We see precisely in the Gospel reading what
happens if we are going to sin against marriage. That is, we look at Herod,
who, because of lust, has already divorced and married someone else – his own
brother’s wife – but then when her daughter comes in and performs a dance,
Herod, once again looking at himself and filled once again with lust, is
willing to make all kinds of foolish promises. Then when the girl says that she
wants the head of John the Baptist, he is unable even to recognize that this is
an unjust request. And for fear of himself and what he is going to look like in
front of all his guests, he acquiesces to the girl’s request.
It
comes back to Father Hardon’s statement, which we need to hear and get deeply
into our minds, when he said, “It is impossible for anyone in the state of
mortal sin to think clearly.” Hear that: It is impossible for anyone in the state of mortal sin to
think clearly. We have a clear example right in front of us
with Herod. All we need to do is look back in our own lives and ask ourselves,
“If I’ve fallen into mortal sin, what happens?” We start thinking in bizarre
ways. We start figuring out how to justify ourselves. Things become chaotic in
our minds. It does not mean we cannot think clearly about anything, but it
means in that area of sin, and in areas that are associated with it, we are not
able to think clearly, we are not able to act properly.
And
so we look around in our society and it is exactly what we see. How many people
practicing contraception, a mortal sin, cannot think clearly? How many people
looking at pornography – violating, once again, their marriage bed – can no
longer think clearly? They look at their wife as an object rather than as a
person. They treat her with lust instead of with love. Contraception cannot be
an act of love; it is two people using one another, not two people loving one
another. It is a complete defilement of the marriage bed, of the marriage vows,
and of the person whom you have married.
You
see, every single mortal sin strikes at the very essence of who we are. And if
we are going to allow mortal sin into marriage, the marriage cannot stand. Even
if out of sheer will the couple decides to stick it out, they are not going to
be fulfilled, they are not going to be happy, because they are sinning against
one another rather than loving one another. Therefore, they are tearing one
another down rather than building one another up and they are violating what
they have vowed.
This is what we all need to understand, to
recognize the dignity of marriage, and that marriage, first of all, is between
one male and one female.
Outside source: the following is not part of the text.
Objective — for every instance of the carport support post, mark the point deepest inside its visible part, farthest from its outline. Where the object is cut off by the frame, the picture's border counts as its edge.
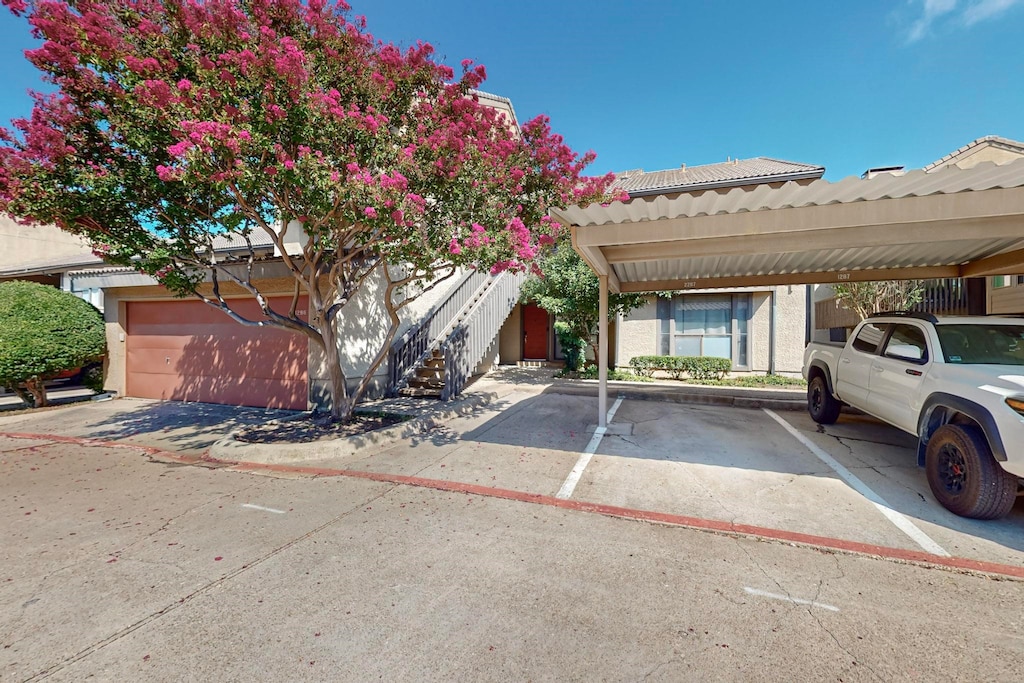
(602, 353)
Regardless of what our sick society is trying to tell
us, two men cannot be married and two women cannot be married. Then even within
that context of one man and one woman, it must be kept pure and proper. The two
are called to love, to truly love, to seek the good of one another, to serve
one another. That is what you have vowed. It is not about being selfish. It is
not about “me and what I am getting out of this.” It is about “the other and
what I am giving.” It is about service. It is about selflessness. That is the
Christian life in general, and within marriage it is what the Christian life is
in particular. It is the vocation to which God has called the majority.
If
we look at that and say, “What are we made for?” For love. That is the purpose of our existence. And how is that going to be learned
by most people? Within the context of marriage. So that is the vocation, that
is the fulfillment of your very existence. If we violate that, we will never be
able to go to heaven – because heaven is about love and selfish people cannot
be there. In marriage, God is giving a glorious opportunity to learn how to
love, to learn to be selfless, and to prepare yourselves to be saints.
* This text was
transcribed from the audio recording of a homily by Father Robert Altier with minimal editing.